Had a very interesting conversation today with Tim where he recounted a disussion he had with Joe about persistence.
The gist of their discussion as I understood it was:
-Why do we use databases?
-To store data.
-No, why do we really use databases?
-To produce reports.
-Yes.
Its a very attractive idea. Much of the complexity (ie. Object-Relational mismatch) of enterprise applications stems from a need to run reports on the data. But are we as an industry guilty of confusing our need to have durable data with our need to run reports on that data?
Getting Agile for a moment, what if we assumed we don’t need a DB (as opposed to most projects, which pretty much from day 1 assume they do need one). What if we also assumed that persistence was easy, which is essentially what projects like Prevayler have already demonstrated.
Dipping briefly into history, Smalltalk essentially did have free persistence, almost 10 years ago. Smalltalk is image-based, where your classes and objects (and the runtime classes and objects) are all part of the ‘image’, which could be saved and retrieved at will. Products like Gemstone supplied the robustness and high-availability needed by enterprise applications.
Back to the story. Assuming that we had no database, and that our objects were all durable (meaning they outlived instances of the JVM), how would that affect the development of the application? For a start some method of reaching all our objects would be required, so the object graph would need to be navigable from some root starting point. Nothing a map or list couldn’t solve.
Serialization is one obvious means to achieve object durability, and is really all Prevayler does under the hype. This does have the drawback of breaking if you add or remove fields from classes, but there are ways to solve it. Simplest solution is probably to extract the class into an interface, and provide a mechanism for migrating the implementations as they are deserialized. Compared with the effort of changing a database schema once in production you are still winning big time.
Allowing ourselves to wear the Pragmatic hat instead of the Agile one for a moment, we’d probably realise that persistence isn’t totally free, and that some means of ensuring object consistency would be needed, so that things that needed to happen together or not at all could be handled, but that is complexity that can be delegated behind a facade and doesn’t need to clutter the plain old object model. ‘Runnable’ looks like a reasonable starting point template for how to encapsulate a single transaction.
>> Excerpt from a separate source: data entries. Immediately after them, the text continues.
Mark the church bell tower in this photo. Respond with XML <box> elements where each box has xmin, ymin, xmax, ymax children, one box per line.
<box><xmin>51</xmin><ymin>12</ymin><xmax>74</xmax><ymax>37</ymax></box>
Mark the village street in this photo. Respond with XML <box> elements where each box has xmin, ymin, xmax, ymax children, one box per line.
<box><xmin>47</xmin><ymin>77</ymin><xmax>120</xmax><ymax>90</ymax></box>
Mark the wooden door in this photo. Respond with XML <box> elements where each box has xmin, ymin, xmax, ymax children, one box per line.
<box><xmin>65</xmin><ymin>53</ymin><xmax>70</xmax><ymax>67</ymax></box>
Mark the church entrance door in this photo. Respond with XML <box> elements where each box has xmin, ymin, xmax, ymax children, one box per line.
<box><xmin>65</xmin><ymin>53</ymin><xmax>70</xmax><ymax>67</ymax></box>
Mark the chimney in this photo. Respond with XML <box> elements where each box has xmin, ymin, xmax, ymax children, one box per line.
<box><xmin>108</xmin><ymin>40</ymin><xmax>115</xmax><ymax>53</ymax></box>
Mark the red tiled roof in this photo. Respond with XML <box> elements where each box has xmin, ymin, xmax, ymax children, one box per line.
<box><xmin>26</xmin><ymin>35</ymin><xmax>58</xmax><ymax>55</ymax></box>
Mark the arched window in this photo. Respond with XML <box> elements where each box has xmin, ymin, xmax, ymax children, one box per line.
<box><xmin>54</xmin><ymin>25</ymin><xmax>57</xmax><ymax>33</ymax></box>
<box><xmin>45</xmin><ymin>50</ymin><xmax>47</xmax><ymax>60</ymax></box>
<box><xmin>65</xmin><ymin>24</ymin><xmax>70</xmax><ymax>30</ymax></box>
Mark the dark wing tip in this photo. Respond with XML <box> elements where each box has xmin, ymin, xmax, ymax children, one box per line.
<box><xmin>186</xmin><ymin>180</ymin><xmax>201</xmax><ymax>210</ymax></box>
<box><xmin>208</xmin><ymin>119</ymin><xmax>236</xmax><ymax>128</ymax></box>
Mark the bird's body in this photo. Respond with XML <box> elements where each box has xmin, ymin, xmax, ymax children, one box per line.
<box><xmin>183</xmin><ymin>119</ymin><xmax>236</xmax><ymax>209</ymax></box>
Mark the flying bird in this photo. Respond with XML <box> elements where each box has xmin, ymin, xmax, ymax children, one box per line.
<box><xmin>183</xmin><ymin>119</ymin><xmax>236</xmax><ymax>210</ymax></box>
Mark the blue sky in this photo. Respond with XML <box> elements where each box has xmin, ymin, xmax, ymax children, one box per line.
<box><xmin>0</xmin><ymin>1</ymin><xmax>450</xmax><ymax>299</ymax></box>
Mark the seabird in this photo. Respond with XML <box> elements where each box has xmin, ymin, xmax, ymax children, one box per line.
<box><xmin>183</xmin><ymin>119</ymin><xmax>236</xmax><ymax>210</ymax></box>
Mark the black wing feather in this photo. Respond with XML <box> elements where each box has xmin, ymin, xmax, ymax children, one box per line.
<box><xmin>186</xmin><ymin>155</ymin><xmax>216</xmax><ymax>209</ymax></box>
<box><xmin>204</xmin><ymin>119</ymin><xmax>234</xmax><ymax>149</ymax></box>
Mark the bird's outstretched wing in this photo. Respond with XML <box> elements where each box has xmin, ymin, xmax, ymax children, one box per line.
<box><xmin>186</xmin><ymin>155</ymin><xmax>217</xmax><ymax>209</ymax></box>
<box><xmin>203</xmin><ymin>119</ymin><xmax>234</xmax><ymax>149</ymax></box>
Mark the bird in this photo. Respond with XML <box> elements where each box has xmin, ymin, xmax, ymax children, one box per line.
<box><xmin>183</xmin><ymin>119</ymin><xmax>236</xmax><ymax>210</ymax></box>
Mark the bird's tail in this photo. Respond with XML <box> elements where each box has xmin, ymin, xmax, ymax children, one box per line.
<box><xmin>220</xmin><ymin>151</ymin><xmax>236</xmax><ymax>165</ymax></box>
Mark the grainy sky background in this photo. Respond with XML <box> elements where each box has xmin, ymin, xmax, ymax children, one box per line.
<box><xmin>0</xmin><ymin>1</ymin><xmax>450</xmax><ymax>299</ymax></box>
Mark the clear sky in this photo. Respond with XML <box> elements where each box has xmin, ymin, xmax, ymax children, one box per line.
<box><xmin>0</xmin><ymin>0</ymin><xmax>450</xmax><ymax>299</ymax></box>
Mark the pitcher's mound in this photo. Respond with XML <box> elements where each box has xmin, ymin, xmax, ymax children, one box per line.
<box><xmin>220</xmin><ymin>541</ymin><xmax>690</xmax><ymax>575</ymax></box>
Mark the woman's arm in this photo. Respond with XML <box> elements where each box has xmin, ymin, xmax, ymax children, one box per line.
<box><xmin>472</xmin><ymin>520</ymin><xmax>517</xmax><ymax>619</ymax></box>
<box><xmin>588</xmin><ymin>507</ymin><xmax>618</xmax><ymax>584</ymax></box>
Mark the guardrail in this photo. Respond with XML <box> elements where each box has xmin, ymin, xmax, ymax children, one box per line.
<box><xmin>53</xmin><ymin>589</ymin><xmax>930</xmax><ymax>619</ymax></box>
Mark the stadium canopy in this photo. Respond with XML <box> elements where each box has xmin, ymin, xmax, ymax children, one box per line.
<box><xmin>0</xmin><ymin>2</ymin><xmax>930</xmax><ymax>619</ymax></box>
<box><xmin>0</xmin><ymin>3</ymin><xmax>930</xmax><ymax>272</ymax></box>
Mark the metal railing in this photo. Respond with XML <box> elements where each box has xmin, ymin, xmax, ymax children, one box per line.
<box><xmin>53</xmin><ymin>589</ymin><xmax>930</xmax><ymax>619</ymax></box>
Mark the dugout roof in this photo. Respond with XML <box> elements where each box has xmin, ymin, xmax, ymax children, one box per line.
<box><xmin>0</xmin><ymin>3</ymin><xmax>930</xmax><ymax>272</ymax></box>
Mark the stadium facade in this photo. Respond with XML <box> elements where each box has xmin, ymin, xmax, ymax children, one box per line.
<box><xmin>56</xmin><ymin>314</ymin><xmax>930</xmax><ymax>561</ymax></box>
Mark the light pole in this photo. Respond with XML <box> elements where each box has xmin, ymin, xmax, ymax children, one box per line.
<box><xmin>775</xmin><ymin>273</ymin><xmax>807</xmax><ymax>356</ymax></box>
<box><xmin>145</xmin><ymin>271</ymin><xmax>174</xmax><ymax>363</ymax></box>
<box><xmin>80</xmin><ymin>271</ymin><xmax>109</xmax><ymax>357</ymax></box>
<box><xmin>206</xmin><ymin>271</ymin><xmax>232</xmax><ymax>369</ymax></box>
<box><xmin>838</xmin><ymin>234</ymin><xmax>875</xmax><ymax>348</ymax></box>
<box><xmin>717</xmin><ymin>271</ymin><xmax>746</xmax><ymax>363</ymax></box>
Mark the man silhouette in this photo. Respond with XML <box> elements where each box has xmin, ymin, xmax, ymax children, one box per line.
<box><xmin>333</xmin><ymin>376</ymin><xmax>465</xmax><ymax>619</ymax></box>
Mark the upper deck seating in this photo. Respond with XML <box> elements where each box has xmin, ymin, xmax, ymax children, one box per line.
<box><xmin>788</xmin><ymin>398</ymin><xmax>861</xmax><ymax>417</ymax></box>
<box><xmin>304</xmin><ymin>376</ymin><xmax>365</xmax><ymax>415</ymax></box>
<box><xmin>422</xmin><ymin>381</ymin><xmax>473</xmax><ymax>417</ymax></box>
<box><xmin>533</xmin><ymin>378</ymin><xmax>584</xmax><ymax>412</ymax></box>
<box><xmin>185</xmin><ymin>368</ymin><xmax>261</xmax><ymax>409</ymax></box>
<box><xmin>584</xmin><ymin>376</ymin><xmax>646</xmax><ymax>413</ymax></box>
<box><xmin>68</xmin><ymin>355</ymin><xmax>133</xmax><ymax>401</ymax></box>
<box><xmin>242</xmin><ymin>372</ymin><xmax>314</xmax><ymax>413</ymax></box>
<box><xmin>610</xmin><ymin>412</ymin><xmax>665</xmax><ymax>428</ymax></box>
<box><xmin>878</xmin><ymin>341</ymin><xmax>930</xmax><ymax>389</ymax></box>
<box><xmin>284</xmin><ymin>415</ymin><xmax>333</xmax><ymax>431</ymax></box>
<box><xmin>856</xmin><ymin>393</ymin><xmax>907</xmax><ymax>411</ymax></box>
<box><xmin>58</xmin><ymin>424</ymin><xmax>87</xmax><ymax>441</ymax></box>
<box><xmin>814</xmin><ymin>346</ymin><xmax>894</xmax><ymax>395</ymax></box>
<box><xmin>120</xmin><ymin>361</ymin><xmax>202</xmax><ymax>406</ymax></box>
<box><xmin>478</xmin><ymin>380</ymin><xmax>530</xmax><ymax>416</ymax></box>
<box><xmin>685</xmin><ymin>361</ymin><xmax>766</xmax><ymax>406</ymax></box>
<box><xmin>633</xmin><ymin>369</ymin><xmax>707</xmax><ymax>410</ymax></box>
Of course, sooner or later a requirement for reports will be raised. Now we need a database. So we need to migrate all our objects into it and throw away our nice simple persistence in favour of a complex O-R layer right? No! We just put into the database the data needed for the report. Job done.
There are whole areas of thought yet to be considered, such as updates, ad-hoc reporting, distribution, messaging etc. but I really do like the idea of making the database just another facet of the system, rather than the crushing behemoth it seems to turn into on many projects.